Candidate is a proud Republican — but he mentions it only if asked
Steve Marcus
Sean Fellows, right, a Republican candidate for state Assembly, talks with retired teacher Ralph Knoblauch as he canvasses a neighborhood in Henderson.
Monday, July 7, 2008 | 2 a.m.
We’re walking down the street with Sean Fellows to see how many doors he can knock on, campaigning for the state Assembly, without mentioning he’s a Republican.
The party would be proud of him as a candidate. He’s got the looks, the manners and the pedigree to serve in politics. He’s one of the party’s most promising young recruits.
But there’s not one mention of his Republican affiliation in the brochures he’s handing out.

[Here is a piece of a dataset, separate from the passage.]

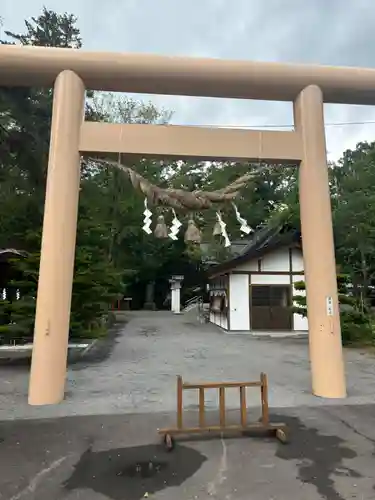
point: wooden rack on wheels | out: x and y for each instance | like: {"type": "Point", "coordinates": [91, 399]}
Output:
{"type": "Point", "coordinates": [262, 425]}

His party affiliation is also virtually absent on his campaign Web site. In the course of three morning hours over two days, he spoke with 10 voters, not broaching his party affiliation once. Three voters asked or alluded to it, and he didn’t hold back.
“When I can make the race about Sean, not just about being a Republican, I’ve been successful,” says Fellows, a reservist and former intelligence officer in operations over Afghanistan and Iraq, who comes across as a conservative-leaning moderate.

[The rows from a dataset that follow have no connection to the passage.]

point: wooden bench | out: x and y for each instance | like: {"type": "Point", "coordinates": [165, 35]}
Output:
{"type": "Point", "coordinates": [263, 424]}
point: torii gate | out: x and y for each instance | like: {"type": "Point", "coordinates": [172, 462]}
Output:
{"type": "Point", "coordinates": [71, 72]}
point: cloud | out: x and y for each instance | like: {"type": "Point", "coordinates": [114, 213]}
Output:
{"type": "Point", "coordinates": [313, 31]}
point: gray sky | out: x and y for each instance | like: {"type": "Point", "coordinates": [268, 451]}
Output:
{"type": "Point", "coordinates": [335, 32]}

He’s running in District 29 against Democrat April Mastroluca.
Fellows’ life these days is laid out by his Palm digital assistant, which lists geographically every active voter in his district, no matter the party. He’s been visiting the homes of regular voters six days a week for the past five months.
Fellows is on his second pair of New Balance sneakers.
And he appears to have persuaded plenty of registered Democrats and Republican-leery Republicans to not limit their consideration to party identification alone.
He’s standing now in front of 61-year-old Democrat Hugh Kennedy, who has a “No Solicitors” sign stamped on his front door. They agree that the local public schools spend too much money on middle managers and not enough in the classrooms. Kennedy initially appears skeptical of Fellows, but he engages the Republican for 10 minutes on the subject.
Fellows does not mention to Kennedy that he is a Republican, and Kennedy does not ask.
Down Sedona Road, Democrat Sandra MacNeil pointedly asks Fellows if he’s partisan.
“I’m a Republican, but I serve Nevada first,” he says, clearly pleasing the 56-year-old MacNeil. “Are you a Democrat?”
“It doesn’t matter to me,” she replies. “You coming by, it holds extra water for me.”
At the door, Fellows typically introduces himself, details his background and how he came to view Nevada as home, jokes about how he has a “phone book of issues” and asks which of them are on their minds. He does not broach Nevada’s polarizing governor, Jim Gibbons, or the party’s presumptive presidential nominee, John McCain, whom Democrats have attempted to cast as the second coming of George W. Bush.
That proved to be an effective strategy with Democrat Gus Kokalis.
Kokalis, 57, admits he probably would have voted for Mastroluca by default had Fellows not stopped by. Now, he’s not sure. Kokalis, once a proud Republican, is so disgusted with his former party that he’s prepared to vote Democrat in each race this fall where he doesn’t know or know of the candidates.
Indeed, the Republican brand is so damaged nationally and statewide that the party itself is increasingly a hindrance for conservatives. Democrats recently captured three congressional seats long held by Republicans — seats in districts considered by political analysts to be safely Republican.
“A lot of times the public tends to group people together,” Mastroluca says. “It gives me an advantage, that the country is ready for change and ready to see things move forward.”
That could explain why Fellows’ strategy — trying to frame himself as more independent than partisan — is one increasingly practiced by Republicans, including to some degree McCain.
But the strategy figures to be more effective for a political neophyte running on a local level than for McCain, who has been an outspoken proponent of some of Bush’s most loathed policies.